If this form relates to the               If this form relates to the
registration of a class of securities     registration of a class of securities
pursuant to Section 12(b) of the          pursuant to Section 12(g) of the
Exchange Act and is effective pursuant    Exchange Act and is effective pursuant
to General Instruction A.(c), please      to General Instruction A.(d), please
check following box. [X]                  check the the following box. [ ]


Securities Act registration statement file number to which this form relates:
    1-08174

Securities to be registered pursuant to Section 12(b) of the Act:


        Title of Each Class                       Name of Each Exchange on Which
        to be so Registered                       Each Class is to be Registered
        -------------------                       ------------------------------

   Rights to Purchase Series C Junior
Participating Cumulative Preferred Stock,
        par value $.01 per share                     New York Stock Exchange
- -----------------------------------------         ------------------------------


Securities to be registered pursuant to Section 12(g) of the Act:

                                      None
- --------------------------------------------------------------------------------
                                (Title of Class)

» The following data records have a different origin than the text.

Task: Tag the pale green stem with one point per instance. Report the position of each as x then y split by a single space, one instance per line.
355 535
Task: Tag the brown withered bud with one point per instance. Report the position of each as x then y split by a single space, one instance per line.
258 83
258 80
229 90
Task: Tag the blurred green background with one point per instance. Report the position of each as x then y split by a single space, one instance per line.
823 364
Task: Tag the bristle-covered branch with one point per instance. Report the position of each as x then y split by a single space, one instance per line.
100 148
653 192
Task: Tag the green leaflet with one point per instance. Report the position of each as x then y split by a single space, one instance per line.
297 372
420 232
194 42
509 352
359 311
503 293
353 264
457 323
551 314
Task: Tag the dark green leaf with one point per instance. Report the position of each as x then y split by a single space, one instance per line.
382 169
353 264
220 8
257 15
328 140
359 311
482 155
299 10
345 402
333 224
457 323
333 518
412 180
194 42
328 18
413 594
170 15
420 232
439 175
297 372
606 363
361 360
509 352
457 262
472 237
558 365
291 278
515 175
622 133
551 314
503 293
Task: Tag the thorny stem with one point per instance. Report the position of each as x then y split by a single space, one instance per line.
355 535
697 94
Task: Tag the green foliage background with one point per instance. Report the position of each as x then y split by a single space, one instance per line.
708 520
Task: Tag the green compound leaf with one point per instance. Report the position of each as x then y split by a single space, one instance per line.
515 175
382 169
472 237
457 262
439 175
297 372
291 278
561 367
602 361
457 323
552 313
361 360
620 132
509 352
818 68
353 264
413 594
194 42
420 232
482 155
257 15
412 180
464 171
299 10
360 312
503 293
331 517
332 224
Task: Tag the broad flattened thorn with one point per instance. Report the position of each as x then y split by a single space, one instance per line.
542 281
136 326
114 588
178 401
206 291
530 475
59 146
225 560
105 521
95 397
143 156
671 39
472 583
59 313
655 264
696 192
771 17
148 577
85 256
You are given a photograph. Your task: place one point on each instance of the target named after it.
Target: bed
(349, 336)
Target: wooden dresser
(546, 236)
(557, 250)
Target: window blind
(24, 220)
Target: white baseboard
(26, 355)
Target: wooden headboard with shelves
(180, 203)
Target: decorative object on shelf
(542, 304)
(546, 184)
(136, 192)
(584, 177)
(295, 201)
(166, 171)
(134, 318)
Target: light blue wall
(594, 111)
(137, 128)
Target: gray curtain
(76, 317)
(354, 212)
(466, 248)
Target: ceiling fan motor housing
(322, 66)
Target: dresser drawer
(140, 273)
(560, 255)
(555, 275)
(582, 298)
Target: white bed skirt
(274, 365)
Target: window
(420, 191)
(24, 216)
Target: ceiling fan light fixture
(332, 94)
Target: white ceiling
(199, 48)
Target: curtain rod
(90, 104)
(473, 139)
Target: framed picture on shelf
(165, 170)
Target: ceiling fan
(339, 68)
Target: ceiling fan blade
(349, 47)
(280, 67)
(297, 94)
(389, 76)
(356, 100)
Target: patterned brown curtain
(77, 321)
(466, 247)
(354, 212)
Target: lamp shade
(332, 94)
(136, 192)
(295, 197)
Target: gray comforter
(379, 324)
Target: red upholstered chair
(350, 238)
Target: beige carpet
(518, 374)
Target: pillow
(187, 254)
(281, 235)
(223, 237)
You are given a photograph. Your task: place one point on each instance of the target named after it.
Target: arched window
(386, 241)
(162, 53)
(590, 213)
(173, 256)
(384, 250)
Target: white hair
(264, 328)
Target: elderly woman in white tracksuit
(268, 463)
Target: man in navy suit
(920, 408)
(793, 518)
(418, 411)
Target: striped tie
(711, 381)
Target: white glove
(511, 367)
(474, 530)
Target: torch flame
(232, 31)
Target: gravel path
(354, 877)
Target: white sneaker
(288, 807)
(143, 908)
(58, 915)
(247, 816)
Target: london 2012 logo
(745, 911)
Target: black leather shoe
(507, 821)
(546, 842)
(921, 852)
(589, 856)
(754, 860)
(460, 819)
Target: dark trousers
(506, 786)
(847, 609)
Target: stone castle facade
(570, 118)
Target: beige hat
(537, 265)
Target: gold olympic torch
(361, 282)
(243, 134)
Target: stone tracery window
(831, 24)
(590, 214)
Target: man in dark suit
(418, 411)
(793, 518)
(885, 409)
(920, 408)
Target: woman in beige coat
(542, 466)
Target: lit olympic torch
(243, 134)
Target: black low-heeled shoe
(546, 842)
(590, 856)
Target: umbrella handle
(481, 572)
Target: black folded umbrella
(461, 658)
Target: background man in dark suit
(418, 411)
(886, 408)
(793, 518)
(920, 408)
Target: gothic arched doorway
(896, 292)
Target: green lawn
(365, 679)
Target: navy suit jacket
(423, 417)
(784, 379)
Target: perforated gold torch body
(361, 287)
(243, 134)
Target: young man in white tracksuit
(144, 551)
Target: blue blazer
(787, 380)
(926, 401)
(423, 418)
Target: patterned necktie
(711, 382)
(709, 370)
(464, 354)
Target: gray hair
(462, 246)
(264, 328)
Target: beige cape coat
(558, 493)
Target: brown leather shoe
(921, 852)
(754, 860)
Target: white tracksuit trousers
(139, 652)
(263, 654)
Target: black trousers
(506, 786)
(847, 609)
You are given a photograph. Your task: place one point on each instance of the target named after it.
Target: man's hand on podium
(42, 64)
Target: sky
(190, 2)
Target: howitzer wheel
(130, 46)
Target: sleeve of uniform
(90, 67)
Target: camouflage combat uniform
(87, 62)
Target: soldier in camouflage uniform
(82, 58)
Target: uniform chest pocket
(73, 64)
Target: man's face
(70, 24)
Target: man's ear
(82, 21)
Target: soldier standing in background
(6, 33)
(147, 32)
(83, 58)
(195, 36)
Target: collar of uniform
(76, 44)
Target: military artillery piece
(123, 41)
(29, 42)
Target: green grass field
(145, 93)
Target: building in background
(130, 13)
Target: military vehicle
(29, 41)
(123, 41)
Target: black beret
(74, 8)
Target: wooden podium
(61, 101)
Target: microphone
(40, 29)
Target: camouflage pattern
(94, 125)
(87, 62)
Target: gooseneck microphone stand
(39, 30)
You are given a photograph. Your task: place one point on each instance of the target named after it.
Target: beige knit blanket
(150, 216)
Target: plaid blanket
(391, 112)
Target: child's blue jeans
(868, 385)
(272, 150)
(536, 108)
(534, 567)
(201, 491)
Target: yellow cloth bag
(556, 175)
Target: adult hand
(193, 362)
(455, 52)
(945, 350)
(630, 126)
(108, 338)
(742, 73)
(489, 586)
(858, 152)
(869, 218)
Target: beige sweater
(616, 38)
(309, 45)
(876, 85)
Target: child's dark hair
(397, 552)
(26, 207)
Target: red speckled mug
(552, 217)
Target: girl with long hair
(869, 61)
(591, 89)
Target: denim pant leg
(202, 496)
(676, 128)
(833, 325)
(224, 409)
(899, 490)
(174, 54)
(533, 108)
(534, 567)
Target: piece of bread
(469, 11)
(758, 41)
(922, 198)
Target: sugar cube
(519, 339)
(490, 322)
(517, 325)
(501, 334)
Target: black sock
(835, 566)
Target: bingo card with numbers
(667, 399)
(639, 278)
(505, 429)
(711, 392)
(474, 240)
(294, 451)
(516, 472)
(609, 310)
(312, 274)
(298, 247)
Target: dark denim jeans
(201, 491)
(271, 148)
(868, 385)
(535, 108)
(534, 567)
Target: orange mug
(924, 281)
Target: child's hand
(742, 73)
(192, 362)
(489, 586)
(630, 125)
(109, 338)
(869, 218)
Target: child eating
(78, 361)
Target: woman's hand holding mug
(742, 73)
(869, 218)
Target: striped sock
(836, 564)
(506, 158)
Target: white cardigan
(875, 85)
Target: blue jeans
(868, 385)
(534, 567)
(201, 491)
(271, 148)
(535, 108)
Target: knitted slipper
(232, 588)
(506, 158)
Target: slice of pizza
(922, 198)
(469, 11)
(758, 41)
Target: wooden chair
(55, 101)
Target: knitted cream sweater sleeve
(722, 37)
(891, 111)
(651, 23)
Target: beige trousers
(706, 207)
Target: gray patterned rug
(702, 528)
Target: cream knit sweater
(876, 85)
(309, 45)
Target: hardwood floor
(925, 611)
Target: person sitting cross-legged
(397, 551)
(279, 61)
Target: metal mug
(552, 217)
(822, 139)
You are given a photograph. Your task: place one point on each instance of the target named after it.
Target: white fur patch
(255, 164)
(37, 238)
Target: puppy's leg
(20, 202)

                                       1
<PAGE>   2



                              DUCOMMUN INCORPORATED
                 INFORMATION REQUIRED IN REGISTRATION STATEMENT

Item 1.  Description of Registrant's Securities to be Registered.

        On February 17, 1999, the Board of Directors of Ducommun Incorporated
(the "Company") authorized and declared a dividend of one preferred stock
purchase right (a "Right") for each share of common stock, par value $.01 per
share, of the Company (the "Common Shares"). The dividend is payable on March 3,
1999 (the "Record Date") to the holders of record of Common Shares as of the
close of business on such date.

        The following is a brief description of the Rights. It is intended to
provide a general description only and is subject to the detailed terms and
conditions of the Rights Agreement (the "Rights Agreement") dated as of February
17, 1999 by and between the Company and Harris Trust Company of California, as
Rights Agent (the "Rights Agent").

        1.     COMMON SHARE CERTIFICATES REPRESENTING RIGHTS

        Until the Distribution Date (as defined in Section 2 below), (a) the
Rights shall not be exercisable, (b) the Rights shall be attached to and trade
only together with the Common Shares and (c) the stock certificates representing
Common Shares also shall represent the Rights attached to such Common Shares.
Common Share certificates issued after the Record Date and prior to the
Distribution Date shall contain a notation incorporating the Rights Agreement by
reference.

        2.     DISTRIBUTION DATE

        The "Distribution Date" is the earliest of (a) the tenth business day
following the date of the first public announcement that any person (other than
the Company or certain related entities, and with certain additional exceptions)
has become the beneficial owner of 15% or more of the then outstanding Voting
Shares (such person is a "15% Stockholder" and the date of such public
announcement is the "15% Ownership Date"), (b) the tenth business day (or such
later day as shall be designated by the Board of Directors) following the date
of the commencement of, or the announcement of an intention to make, a tender
offer or exchange offer, the consummation of which would cause any person to
become a 15% Stockholder or (c) the first date, on or after the 15% Ownership
Date, upon which the Company is acquired in a merger or other business
combination in which the Company is not the surviving corporation or in which
the outstanding Common Shares are changed into or exchanged for stock or assets
of another person, or upon which 50% or more of the Company's consolidated
assets or earning power are sold (other than in transactions in the ordinary
course of business). In calculating the percentage of outstanding Voting Shares
that are beneficially owned by any person, such person shall be deemed to
beneficially own any Voting Shares issuable upon the exercise, exchange or
conversion of any options, warrants or other securities beneficially owned by
such person; provided, however, that such Voting Shares issuable upon such
exercise shall not be deemed outstanding for the purpose of calculating the
percentage of Voting Shares that are beneficially owned by any other person.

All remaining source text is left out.